Today, the country is struggling to add to its annual output of 12-13m despite expansion of the cropping period to nine months (Feb-Oct) from the previous six months (April-Sept) at the expense of food crops – and despite that more than 90pc farmers here are now growing Bt cotton like they do in India. Farmers have to cope with rising cost on seeds and pesticides, and with stagnating output.

Acrimonious debate on merits and demerits of GMO (genetically modified organisms) crops is raging and the gap between the technology’s detractors and supporters seems difficult to bridge. This discourse is often bereft of reasoning.

To Ijaz Ahmed Rao, a grower from Bahawalpur, to say the growers are against this technology is a misnomer. “Do our policymakers know that pests – pink, army, American and spotted bollworms – which Bt technology targets are not a problem in Pakistan? In fact the thoughtless use of (inferior) Bt seeds has caused pink bollworm to appear in the Sindh crop,” he argues.

Growers have a very legitimate demand: if a company wants to market its Bt seed(s), the government should ensure its cultivation doesn’t harm human, animal and plant life or damage the environment or disturb the ecology. It must meet international requirements of gene expression of 1.8ug/g fresh weight because no variety with lower protein weight will defend the plant against pest attacks. Few believe the seed companies have scientifically assessed and gathered data on impact on crop or environment of Bt varieties approved provisionally in 2010 or cleared recently by the Technical Assessment Committee of the climate change ministry for future planting.

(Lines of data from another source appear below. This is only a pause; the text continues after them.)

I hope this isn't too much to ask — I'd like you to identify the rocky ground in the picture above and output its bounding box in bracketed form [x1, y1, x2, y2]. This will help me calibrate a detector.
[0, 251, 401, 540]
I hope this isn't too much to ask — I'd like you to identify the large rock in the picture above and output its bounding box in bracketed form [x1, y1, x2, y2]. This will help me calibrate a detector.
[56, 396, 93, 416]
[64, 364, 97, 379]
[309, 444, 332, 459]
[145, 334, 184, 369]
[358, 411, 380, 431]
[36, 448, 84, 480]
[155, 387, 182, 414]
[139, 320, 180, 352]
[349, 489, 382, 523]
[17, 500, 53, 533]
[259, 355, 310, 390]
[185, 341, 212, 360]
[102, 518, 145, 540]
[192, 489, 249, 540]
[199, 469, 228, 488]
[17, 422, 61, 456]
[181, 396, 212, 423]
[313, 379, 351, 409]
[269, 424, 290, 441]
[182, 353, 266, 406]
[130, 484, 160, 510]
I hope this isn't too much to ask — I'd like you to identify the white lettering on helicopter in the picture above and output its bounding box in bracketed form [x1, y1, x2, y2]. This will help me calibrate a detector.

Asif Ali, professor of plant breeding and genetics, says seeds developed from stolen technologies and marketed in Pakistan have different toxin levels – most are much lower than the required amount needed to kill the pests. So, fears of output losses in the long abound.

Multinational seed companies like Pioneer and Monsanto say they are no longer in competition in the BT cotton market in Pakistan. “Pakistan doesn’t have adequate copyright laws to protect us from pirates,” asserts an executive of a multinational which is still trying to obtain permission for GMO corn because its technology is difficult to copy.

Piracy isn’t the only issue, though. The price of technology offered and royalty demanded is also said to be too high for Pakistani farmers to afford. Hence, their quick acceptance of inferior Bt varieties.

Mr Asif holds that future of Pakistan’s cotton is in cultivation of Bt cotton and wants the government to assess the impact of GMO technology for food crops on the country’s exports. “GMO technology is safe for food crops and increases output. The problem is that foreign buyers may have different preferences. In Europe, for example, there’s no room for GMO food.”

With multinationals out of competition, local firms selling inferior BT varieties and traditional seed either extinct or mixed with the pirated Bt seed, what does the future hold for Pakistan’s cotton crop and the $14bn textile industry depending on it?

“It isn’t too late for us to put our act together. Formulate bio-safety laws to regulate Bt seed market and invest in the development affordable biotechnology suitable for our agro-climatic conditions and capable of combating our main pest problem – cotton leaf curl virus – as well as revive traditional varieties,” insists Mr Rao.